The fundamental distrust of the public that this approach is eloquent of is bad enough. But worse than that is the fact that through all such processes, and many others connected with the deeply flawed direct provision system, no one ever things it is important to bring together the people who need asylum and the people who are being asked to give it to them in their local communities.

The two tribes never get a chance to meet before such decisions are made. And they get very little chance to meet after the decisions are taken, either. How many of the 198 asylum seekers currently being housed in the St Patrick’s Accommodation Centre in Monaghan have ever met or been introduced to the people living in nearby Milltown, for example, or in the streets of Monaghan Town to which they are occasionally bused?

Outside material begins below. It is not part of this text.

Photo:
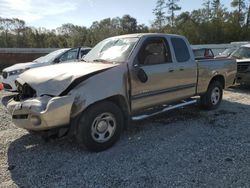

Let’s cut out all this lily-livered secrecy and corner-of-the-mouth talk that goes on when locations for direct provision centres are being chosen. Until we can get rid of direct provision for good, let’s start this process by bringing the asylum seekers and the people they will be living among together. Let them get to know each other and see what each can do for the other. All the fears and rumours would very quickly go away.

We would have far less controversy over immigration, and far less low conduct in high places, if we trusted the basic decency and altruism of local people, and the human capacity to overcome fears and prejudice through the simple act of embracing the stranger.